According to an ongoing observational study in Botswana, women who received dolutegravir at the time of becoming pregnant or early in the first trimester appear to be at higher risk for birth defects involving the brain, spine, and spinal cord.1-2The study has looked at babies born to 11,558 women with HIV in Botswana. The study’s current data suggest that 0.9% of these babies (4 of 426) whose mothers became pregnant while taking dolutegravir had a neural tube defect, compared with 0.1% of babies (14 of 11,173) whose mothers were taking other HIV medications.2
There are no reported cases of babies born with neural tube defects to women that started dolutegravir later in the pregnancy cycle, but the FDA is continuing to investigate the safety issue.1Final results of the Botswana study are expected in about a year.2
Dolutegravir is an antiretroviral medicine used in combination with other antiretroviral drugs to treat HIV. On the market for the 5 years, dolutegravir was approved by the FDA in 2013. It is available as a single ingredient product (Tivicay), and as a fixed dose combination tablet (Juluca, and Triumeq) with other medicines.1
The treatment works by blocking integrase, an HIV enzyme, to prevent the virus from multiplying, and can reduce the amount of HIV in the body.1According to the FDA and the EMA, patients should not stop taking dolutegravir without first speaking with a prescriber, as stopping the treatment can cause the HIV infection to become worse.
In addition, both agencies have warned that in women who are pregnant, stopping a regimen containing dolutegravir without switching to alternative HIV medicines could cause the amount of their virus to increase, and spread HIV to their baby.
The FDA and EMA recommend that women of childbearing age speak with their healthcare professionals about antiretroviral medicines that do not contain dolutegravir, even if they are not pregnant. The recommendation was made due to the early development of neural tube birth defects that have been shown in studied cases, which sometimes occur before a woman knows she is pregnant.

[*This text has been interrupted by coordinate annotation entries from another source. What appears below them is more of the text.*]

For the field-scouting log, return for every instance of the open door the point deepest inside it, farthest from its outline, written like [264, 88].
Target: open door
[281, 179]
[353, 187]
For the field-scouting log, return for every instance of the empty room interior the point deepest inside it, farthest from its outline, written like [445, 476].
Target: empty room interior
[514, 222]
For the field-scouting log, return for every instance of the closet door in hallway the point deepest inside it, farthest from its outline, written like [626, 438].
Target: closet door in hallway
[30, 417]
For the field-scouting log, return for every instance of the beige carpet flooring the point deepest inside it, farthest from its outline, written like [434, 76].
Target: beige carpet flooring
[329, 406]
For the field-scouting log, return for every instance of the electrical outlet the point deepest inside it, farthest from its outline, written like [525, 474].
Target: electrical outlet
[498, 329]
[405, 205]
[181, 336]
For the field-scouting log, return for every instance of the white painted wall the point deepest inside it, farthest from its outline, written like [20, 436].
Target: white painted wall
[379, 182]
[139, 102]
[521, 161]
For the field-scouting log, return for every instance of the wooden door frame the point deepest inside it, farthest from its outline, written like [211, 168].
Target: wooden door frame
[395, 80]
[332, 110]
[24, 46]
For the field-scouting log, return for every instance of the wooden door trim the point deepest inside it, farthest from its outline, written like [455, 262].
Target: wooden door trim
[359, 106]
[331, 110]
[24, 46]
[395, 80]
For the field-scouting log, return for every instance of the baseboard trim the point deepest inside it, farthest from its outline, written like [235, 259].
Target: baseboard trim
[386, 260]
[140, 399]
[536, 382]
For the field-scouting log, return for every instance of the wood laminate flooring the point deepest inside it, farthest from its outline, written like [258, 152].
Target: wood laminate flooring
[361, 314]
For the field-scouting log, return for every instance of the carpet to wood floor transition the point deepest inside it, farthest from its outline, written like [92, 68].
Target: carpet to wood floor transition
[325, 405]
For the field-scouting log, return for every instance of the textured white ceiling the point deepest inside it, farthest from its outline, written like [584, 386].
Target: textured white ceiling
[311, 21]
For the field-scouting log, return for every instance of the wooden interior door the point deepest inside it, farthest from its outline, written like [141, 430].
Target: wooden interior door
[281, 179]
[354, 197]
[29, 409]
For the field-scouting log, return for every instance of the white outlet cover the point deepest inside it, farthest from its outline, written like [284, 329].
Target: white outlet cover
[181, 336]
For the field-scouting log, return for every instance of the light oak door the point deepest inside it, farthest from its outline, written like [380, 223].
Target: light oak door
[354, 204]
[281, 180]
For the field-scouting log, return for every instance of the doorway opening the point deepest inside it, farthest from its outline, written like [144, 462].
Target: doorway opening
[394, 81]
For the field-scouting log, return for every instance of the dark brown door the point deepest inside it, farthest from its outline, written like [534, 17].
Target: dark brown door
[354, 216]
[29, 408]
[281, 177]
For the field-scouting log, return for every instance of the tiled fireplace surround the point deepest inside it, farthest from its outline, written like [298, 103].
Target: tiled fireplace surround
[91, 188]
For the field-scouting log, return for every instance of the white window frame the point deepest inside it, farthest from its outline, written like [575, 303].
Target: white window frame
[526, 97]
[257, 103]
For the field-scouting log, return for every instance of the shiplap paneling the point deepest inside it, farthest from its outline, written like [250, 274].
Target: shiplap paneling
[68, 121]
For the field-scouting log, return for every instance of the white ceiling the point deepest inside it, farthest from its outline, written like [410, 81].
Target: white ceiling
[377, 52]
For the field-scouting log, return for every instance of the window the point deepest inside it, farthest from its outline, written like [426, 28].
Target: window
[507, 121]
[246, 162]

The FDA also recommends that women of childbearing age who choose to take a drug regimen containing dolutegravir consistently use effective contraception while on the HIV treatment. A pregnancy test should be taken prior to starting a dolutegravir-containing medication.
Healthcare professionals should inform women of childbearing age about the potential risk of neural tube birth defects when dolutegravir is taken at the time of conception and early in pregnancy. The risks and benefits of dolutegravir should be weighed when prescribing the drug, and alternative antiretroviral medications should be considered.